Stocks rallied hard this morning following new developments in Ukraine. The Dow, S&P, and Nasdaq Composite all surged through noon as Ukrainian leadership continued to make appeals for peace. Ihor Zhovka, Ukraine President Zelensky’s deputy chief of staff, said that Ukraine was ready for a “diplomatic solution.”
Zhovka then explained that Ukraine was open to discussing NATO neutrality but would require a “security guarantee” from the country’s neighbors to consider it.
As has been the case since the Soviet Union fell, Ukraine once again finds itself caught between two great powers. This time around, however, Russia has clawed back the predominantly pro-Russia regions of Luhansk and Donetsk.
Russia wants to break these territories off of Ukraine and have them recognized as independent states. But Zhovka said, moments after his initial (bullish) remarks, that Ukraine wouldn’t trade a “single inch” of its territories. Then, he dashed hopes of peace further by adding that Ukraine wants a response from the EU on the condition of its application.
So, even though Ukraine is no longer dead set on joining NATO, it still wants into the EU, which would virtually provide the same benefits and protection as NATO membership.
And, to Russia, that would also present the same dangers as a NATO-controlled Ukraine.
This made Zhovka’s earlier comments far less of a bullish impulse. Nonetheless, traders took them as a sign that conditions are improving in Ukraine. Commodities plunged, giving stocks some breathing room as bulls took control.
West Texas Intermediate crude, which serves as the US oil benchmark, fell 4% to roughly $118 per barrel. Brent crude – the international benchmark – dropped 3.5% to $123.
“The equity market continues to take its cues from changes in commodity prices, namely oil,” said Oxford Economics’ Kathy Bostjancic.
“Trading will continue to be volatile and rally when prices retreat, but overall, the prospect of oil and non-energy prices remaining very high casts a cloud overall the outlook for economic activity and the equity market.”
One week from now, the Fed will wrap up its March FOMC meeting on the 16th. Fed Chairman Jerome Powell is expected to announce a rate hike to the tune of 25 bps.
With oil prices skyrocketing, though, Powell may unveil a bigger rate increase in his post-FOMC press conference. Gas just hit a record high in the US, which will increase the costs of virtually all goods, thus making the already bad inflation situation worse.
“You can’t have the rise at the fuel pumps not hit the economic pockets of everyday Americans, because it’s going to make everything go up in costs,” said Victoria Greene, G-Squared Private Wealth founding partner.

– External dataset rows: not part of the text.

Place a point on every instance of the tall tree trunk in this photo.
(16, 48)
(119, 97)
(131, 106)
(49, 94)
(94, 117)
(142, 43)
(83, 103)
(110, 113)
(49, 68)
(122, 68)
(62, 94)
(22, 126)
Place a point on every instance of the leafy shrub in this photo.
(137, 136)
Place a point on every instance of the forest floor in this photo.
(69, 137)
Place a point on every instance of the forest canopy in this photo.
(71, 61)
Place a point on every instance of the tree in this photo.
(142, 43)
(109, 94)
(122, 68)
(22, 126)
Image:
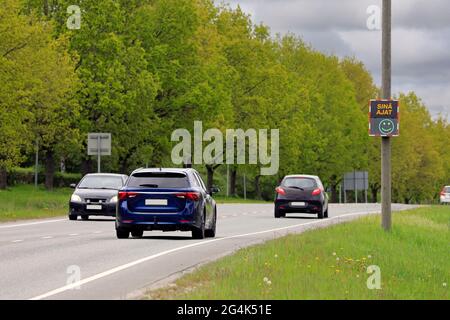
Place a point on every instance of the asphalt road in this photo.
(41, 259)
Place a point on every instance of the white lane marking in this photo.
(30, 224)
(152, 257)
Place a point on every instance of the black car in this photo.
(301, 194)
(167, 200)
(96, 195)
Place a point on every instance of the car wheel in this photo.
(137, 233)
(320, 214)
(211, 233)
(199, 233)
(279, 214)
(122, 234)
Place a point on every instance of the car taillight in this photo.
(125, 195)
(194, 196)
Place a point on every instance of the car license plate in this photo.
(93, 207)
(156, 202)
(298, 204)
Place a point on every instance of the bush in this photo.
(26, 176)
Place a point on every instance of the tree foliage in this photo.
(143, 68)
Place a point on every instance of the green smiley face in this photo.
(387, 126)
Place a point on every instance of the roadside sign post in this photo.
(99, 144)
(387, 126)
(355, 181)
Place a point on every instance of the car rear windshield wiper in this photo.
(295, 187)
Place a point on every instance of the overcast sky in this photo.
(421, 38)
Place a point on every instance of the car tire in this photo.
(137, 233)
(122, 234)
(320, 215)
(211, 233)
(199, 233)
(279, 214)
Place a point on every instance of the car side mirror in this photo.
(214, 190)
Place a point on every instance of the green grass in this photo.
(26, 202)
(332, 263)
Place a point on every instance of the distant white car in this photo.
(445, 195)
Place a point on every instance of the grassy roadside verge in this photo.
(26, 202)
(332, 263)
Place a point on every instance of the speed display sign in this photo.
(384, 118)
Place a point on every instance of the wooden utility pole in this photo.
(386, 141)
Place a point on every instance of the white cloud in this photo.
(421, 38)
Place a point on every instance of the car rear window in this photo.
(101, 182)
(304, 183)
(171, 180)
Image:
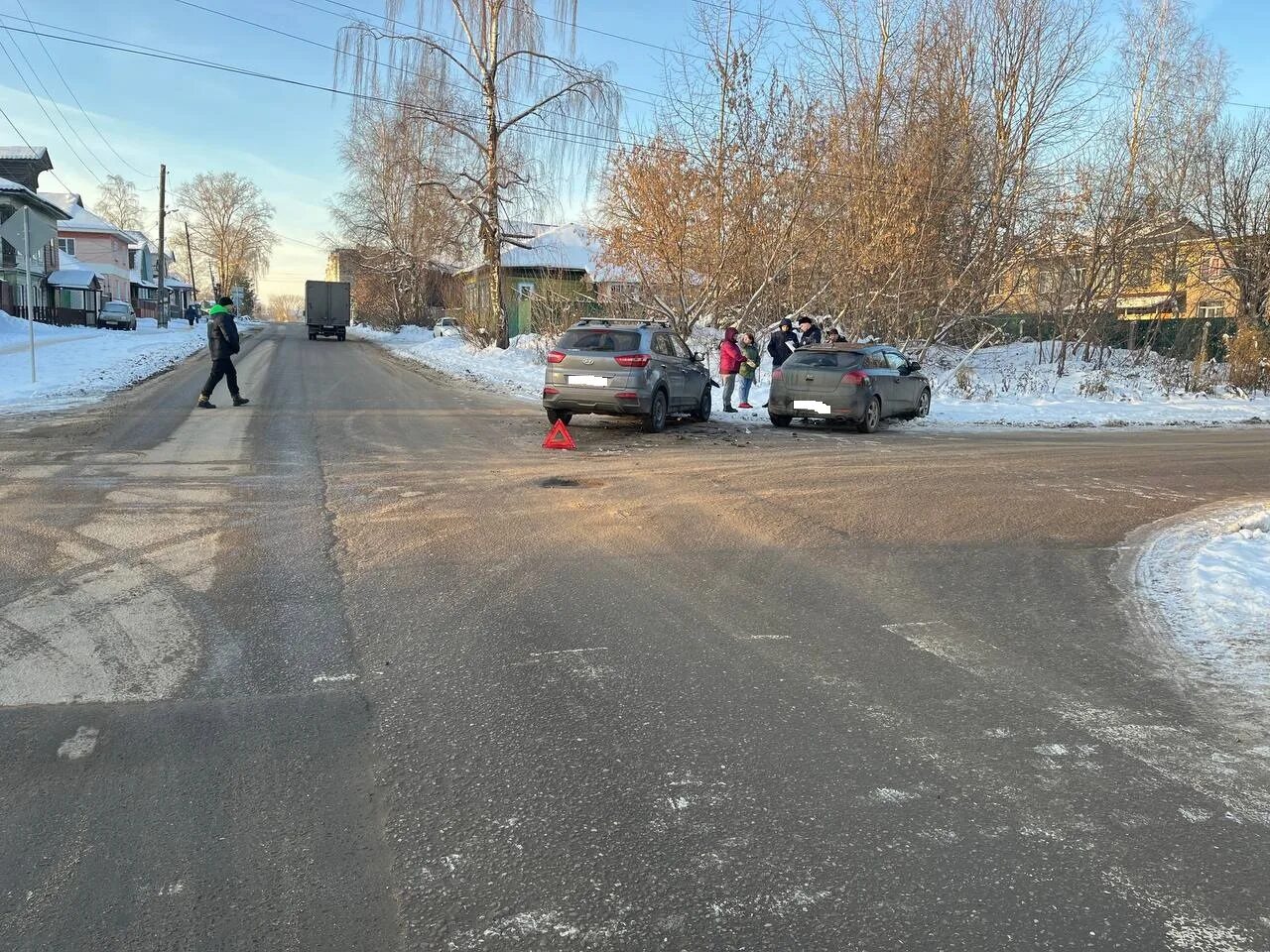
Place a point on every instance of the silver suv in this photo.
(625, 368)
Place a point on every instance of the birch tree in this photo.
(502, 90)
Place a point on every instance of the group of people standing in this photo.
(739, 357)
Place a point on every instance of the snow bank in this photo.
(1012, 385)
(80, 365)
(1206, 584)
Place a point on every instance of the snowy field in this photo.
(1014, 385)
(1206, 583)
(80, 365)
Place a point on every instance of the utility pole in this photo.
(163, 213)
(31, 301)
(190, 258)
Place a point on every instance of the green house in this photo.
(544, 266)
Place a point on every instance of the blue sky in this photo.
(285, 137)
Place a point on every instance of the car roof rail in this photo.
(636, 321)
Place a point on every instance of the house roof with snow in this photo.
(80, 217)
(72, 278)
(554, 246)
(19, 153)
(41, 202)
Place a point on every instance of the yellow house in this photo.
(1173, 276)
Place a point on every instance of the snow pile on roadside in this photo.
(1011, 385)
(1019, 385)
(1206, 583)
(80, 365)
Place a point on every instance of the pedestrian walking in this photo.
(222, 341)
(729, 362)
(783, 343)
(748, 368)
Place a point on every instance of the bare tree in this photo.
(1234, 209)
(500, 91)
(117, 202)
(403, 238)
(230, 225)
(286, 307)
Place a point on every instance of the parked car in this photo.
(445, 327)
(861, 384)
(625, 368)
(118, 315)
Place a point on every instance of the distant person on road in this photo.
(748, 368)
(729, 362)
(222, 343)
(783, 343)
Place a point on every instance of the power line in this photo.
(553, 135)
(77, 103)
(32, 93)
(543, 132)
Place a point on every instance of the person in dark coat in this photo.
(222, 343)
(783, 343)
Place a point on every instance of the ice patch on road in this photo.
(80, 746)
(1206, 584)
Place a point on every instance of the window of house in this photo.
(1174, 271)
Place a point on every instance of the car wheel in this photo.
(871, 417)
(654, 420)
(705, 407)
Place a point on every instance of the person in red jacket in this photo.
(729, 362)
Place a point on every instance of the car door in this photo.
(697, 376)
(905, 399)
(670, 365)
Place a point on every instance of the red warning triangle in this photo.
(559, 438)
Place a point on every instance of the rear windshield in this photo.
(837, 359)
(599, 340)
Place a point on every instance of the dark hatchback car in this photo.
(861, 384)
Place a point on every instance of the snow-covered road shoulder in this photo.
(1205, 587)
(82, 365)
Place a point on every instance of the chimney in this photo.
(23, 166)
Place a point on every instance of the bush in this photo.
(1248, 357)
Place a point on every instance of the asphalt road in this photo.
(361, 666)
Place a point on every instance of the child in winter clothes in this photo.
(748, 368)
(729, 362)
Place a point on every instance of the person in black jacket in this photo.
(811, 334)
(783, 343)
(222, 343)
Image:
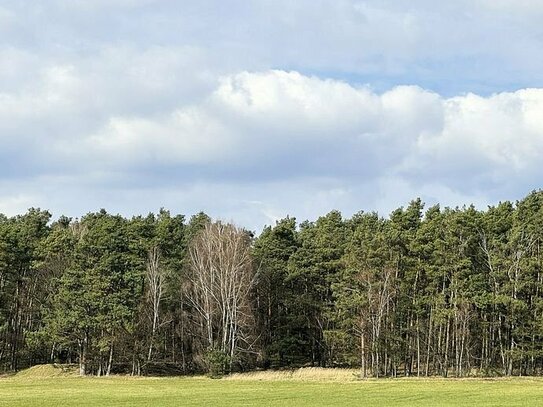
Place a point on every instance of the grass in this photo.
(317, 387)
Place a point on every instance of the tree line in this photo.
(441, 291)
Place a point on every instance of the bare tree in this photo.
(155, 278)
(221, 277)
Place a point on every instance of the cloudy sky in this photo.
(254, 110)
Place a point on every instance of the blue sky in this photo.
(254, 110)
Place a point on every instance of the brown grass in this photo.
(302, 374)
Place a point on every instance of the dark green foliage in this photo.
(449, 291)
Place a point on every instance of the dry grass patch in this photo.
(302, 374)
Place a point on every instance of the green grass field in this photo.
(63, 390)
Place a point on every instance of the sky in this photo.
(255, 110)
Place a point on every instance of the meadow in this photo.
(298, 388)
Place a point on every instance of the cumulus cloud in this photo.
(277, 142)
(252, 110)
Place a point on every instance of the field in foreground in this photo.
(261, 390)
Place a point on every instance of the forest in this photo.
(431, 291)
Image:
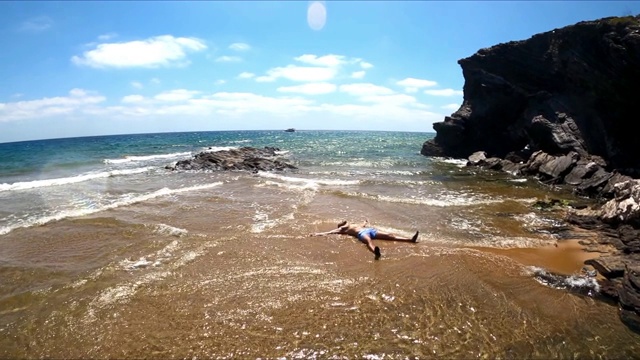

“Anything that rides on four wheels or six wheels, including all your shipping — it’s going to make all your costs rise. We’re already in an inflationary environment […] it really is going to be something that we have to watch.”
Powell may claim that high commodity prices are “transitory” (much like he did when talking about inflation last year) due to temporary sanctions against Russia. But as Greene noted this morning, longer-term issues could persist even if the sanctions are lifted soon.
“I don’t think that sanctions are going to go away,” she said.
“The world is […] angry at this situation. So, let’s say miraculously we get a ceasefire tomorrow, I think the general shrinkage and the issues with supply chains are going to be a sticky situation for the rest of the year.”
That’s about as bad as it gets for Powell. Historic gas prices are pushing inflation higher while an impending economic slowdown approaches. He can raise rates substantially in an attempt to meaningfully bring down inflation. But if Powell does that, the US economy will be swiftly dragged into a recession.
The other (and more likely choice) involves a weak rate hike that allows inflation to continue climbing. This would please bulls, of course, and stocks would undoubtedly rally in response. But the market would also begin its long, slow “death” as inflation progressively robs investors of real returns over time. Nominally, the gains would still look good.
Anyone paying attention, however, would know that no real money is being made. The moral of the story is that peace in Ukraine, while certainly good for the Ukrainian people, won’t be able to solve the market’s bigger problems.